A prospectively maintained database of patients who underwent treatment of aneurysms from 1985 to 2011 was queried to find patients with AChA aneurysms. Age, sex, Hunt and Hess grade, treatment modality, and complications were analyzed by use of the unpaired Student t test and Fisher exact test.

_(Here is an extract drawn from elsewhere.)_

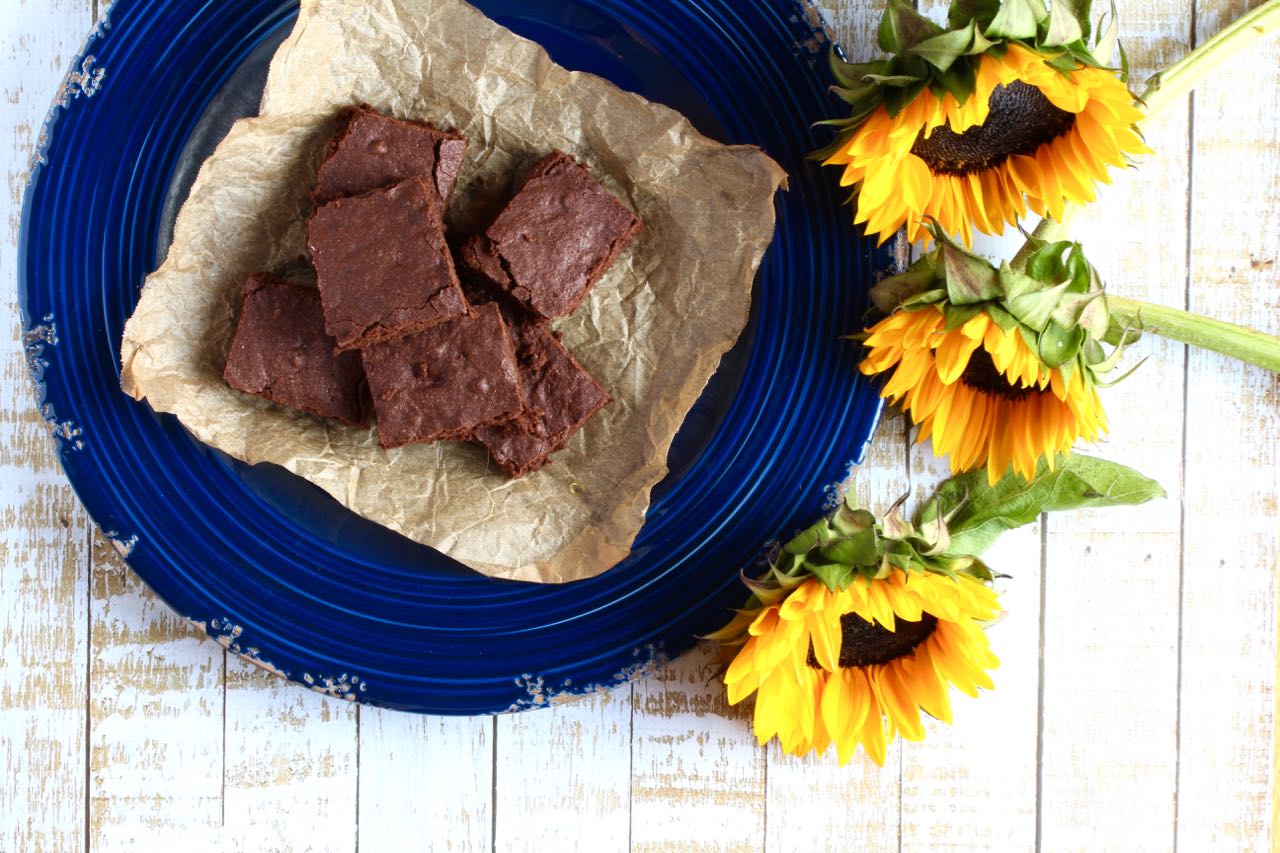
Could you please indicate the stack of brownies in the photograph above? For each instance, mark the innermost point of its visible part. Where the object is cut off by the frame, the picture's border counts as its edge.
(393, 325)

One hundred twenty-two patients harbored 127 AChA aneurysms, and 67% (82 of 122) had multiple aneurysms. Treatment included 112 microsurgical clip ligations, 8 endosaccular coil embolizations, 5 aneurysmal wrappings, and 2 surgical explorations. Complications developed in 53% (67 of 127) of AChA aneurysms. Postoperative ischemia occurred in 12% (15 of 127) of treated aneurysms. The number of temporary clip applications was most closely associated with postoperative ischemia. Glasgow Outcome Scale scores of 4 or 5 were obtained by 78% at discharge, 89% at 6 months, and 85% at 1 year.
The ischemic complication rate from surgical treatment of AChA aneurysms is most closely associated with higher frequency of temporary clip applications for proximal control and may be lower than previously reported. Supplementary intraoperative tools and limitation of vessel manipulation should be used to improve outcomes.
前脉络膜动脉(AChA)为神经系统的重要区域供血,特别是内囊后肢和视辐射。由于与 AChA 相对较小的直径相关的动脉瘤的复杂解剖结构,在夹闭或腔内线圈栓塞时保留母血管具有挑战性,因此治疗 AChA 动脉瘤具有特殊的挑战性。
探讨 AChA 动脉瘤治疗中缺血的发生率和特征。
通过查询 1985 年至 2011 年期间接受动脉瘤治疗的患者的前瞻性维护数据库,寻找 AChA 动脉瘤患者。使用未配对学生 t 检验和 Fisher 精确检验分析年龄、性别、Hunt 和 Hess 分级、治疗方式和并发症。
122 例患者共 127 个 AChA 动脉瘤,67%(82/122)有多个动脉瘤。治疗包括 112 例显微夹闭结扎术、8 例腔内线圈栓塞术、5 例动脉瘤包裹术和 2 例手术探查术。并发症发生在 53%(127 个中的 67 个)的 AChA 动脉瘤中。术后缺血发生在 12%(127 个中的 15 个)的治疗动脉瘤中。临时夹闭应用的次数与术后缺血最密切相关。出院时格拉斯哥预后量表评分 4 或 5 分的比例为 78%,6 个月时为 89%,1 年时为 85%。
AChA 动脉瘤手术治疗的缺血性并发症发生率与近端控制时临时夹闭应用的频率最密切相关,可能低于先前报道的水平。应使用术中辅助工具和限制血管操作来改善结果。